1. People who think that egg or sperm - because they are alive and because they are human - are the same as human life. That's just silly. Trillions of eggs and sperms perish every day and no one cares. Sperm and egg are the garbage of life.

2. People who think that newborns aren't yet human and don't deserve to be treated as such. A newborn is human life and the fact that they can't go to the kitchen to make a sandwich and feed themselves is no excuse for treating them as anything less than precious.

3. People who think that they know the instant when the garbage of life becomes precious life, who will dictate to you when you feel like you can treat this as a pregnancy that you may not want to continue versus when you want to treat this as a little person who you will do all you can to bring into this world and nurture.

At the core of freedom of religion is this really important idea: no matter whether you are so convinced of your belief that you literally think people who don't embrace it will spend eternity in torment, you still need to respect their beliefs as being just as real and important to them as your belief is to you.
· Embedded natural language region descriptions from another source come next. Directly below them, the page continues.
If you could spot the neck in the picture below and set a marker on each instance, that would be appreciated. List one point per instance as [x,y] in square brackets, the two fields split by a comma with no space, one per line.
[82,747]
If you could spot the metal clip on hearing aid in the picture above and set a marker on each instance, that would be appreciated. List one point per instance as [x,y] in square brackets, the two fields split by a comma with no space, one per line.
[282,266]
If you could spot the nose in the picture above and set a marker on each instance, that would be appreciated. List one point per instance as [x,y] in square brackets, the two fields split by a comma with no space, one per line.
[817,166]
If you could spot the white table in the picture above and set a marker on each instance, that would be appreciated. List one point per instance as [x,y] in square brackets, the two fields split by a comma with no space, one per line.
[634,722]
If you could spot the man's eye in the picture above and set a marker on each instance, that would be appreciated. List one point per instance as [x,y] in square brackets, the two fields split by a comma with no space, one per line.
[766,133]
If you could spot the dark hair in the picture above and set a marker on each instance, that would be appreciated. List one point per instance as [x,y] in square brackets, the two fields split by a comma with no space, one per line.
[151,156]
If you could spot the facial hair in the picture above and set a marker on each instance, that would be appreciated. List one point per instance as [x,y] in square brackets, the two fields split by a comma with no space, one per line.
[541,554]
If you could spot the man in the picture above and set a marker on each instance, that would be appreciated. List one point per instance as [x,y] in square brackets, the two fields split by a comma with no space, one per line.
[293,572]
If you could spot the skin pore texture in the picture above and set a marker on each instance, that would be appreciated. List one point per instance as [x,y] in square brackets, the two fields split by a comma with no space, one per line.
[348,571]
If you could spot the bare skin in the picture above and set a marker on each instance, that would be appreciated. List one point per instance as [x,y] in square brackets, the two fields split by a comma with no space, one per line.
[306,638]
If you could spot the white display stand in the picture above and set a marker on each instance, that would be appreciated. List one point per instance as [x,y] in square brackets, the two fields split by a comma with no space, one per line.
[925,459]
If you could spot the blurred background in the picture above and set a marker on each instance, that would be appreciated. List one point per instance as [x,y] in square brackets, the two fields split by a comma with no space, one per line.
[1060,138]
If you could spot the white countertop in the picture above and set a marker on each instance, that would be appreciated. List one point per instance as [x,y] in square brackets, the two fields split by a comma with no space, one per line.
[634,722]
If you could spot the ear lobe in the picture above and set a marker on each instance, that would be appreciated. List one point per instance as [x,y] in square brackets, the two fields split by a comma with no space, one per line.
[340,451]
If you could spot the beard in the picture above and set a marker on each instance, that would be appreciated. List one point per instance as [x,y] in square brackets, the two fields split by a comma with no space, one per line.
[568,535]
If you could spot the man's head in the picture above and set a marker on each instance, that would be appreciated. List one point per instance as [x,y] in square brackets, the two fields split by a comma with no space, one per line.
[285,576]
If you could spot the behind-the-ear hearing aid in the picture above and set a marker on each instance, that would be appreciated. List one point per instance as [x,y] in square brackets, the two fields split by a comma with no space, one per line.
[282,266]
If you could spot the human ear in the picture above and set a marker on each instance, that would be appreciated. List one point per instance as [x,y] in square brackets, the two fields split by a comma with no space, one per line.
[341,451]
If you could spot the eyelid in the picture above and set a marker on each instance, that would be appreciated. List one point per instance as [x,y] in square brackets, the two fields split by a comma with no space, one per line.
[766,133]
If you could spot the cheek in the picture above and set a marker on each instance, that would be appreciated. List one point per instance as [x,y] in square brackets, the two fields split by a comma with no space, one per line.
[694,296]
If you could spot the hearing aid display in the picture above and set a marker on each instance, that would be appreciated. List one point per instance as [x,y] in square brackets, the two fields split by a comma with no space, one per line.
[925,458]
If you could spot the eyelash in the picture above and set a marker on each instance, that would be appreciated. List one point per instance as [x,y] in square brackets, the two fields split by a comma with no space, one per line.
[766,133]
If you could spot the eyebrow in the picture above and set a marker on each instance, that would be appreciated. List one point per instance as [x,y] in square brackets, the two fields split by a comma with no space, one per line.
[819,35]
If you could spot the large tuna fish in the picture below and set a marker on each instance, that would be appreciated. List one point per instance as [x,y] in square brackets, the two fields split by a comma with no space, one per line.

Freedom of religion rests on respect for opinions that you find ludicrous because you want the same respect paid to your personal beliefs (that some other people will certainly find ludicrous). The reason why religious fundamentalists tend to be the ones protesting the right to abortion is because they are the people least able to acknowledge that very real and very vivid beliefs that they hold might actually be wrong. Freedom of religion requires a certain humility even from true believers, whether they are atheist or Muslim, Catholics or Scientologists. "Knowing" the instant the garbage of life becomes the treasure of life, when egg and sperm are equivalent to a baby, and "knowing" that everyone else is wrong about that instant shows a lack of humility that is wildly inconsistent with a community that practices freedom of religion, a respect for differences in opinion even about really important issues like when life begins (do you believe it begins at conception? three months after conception? 6 months?) or when life ends (at death? when the last person who knew us dies or has forgotten us? never?).

The beauty of the modern world is that we've learned to respect personal beliefs without believing that everyone else must hold our own beliefs. The group I disagree with most? The group who believe that their beliefs are the only beliefs that should be legal. It's a very medieval concept and has no place in a country that was a marvelous invention of Enlightenment philosophers in part invented to grant freedom of religion and thought.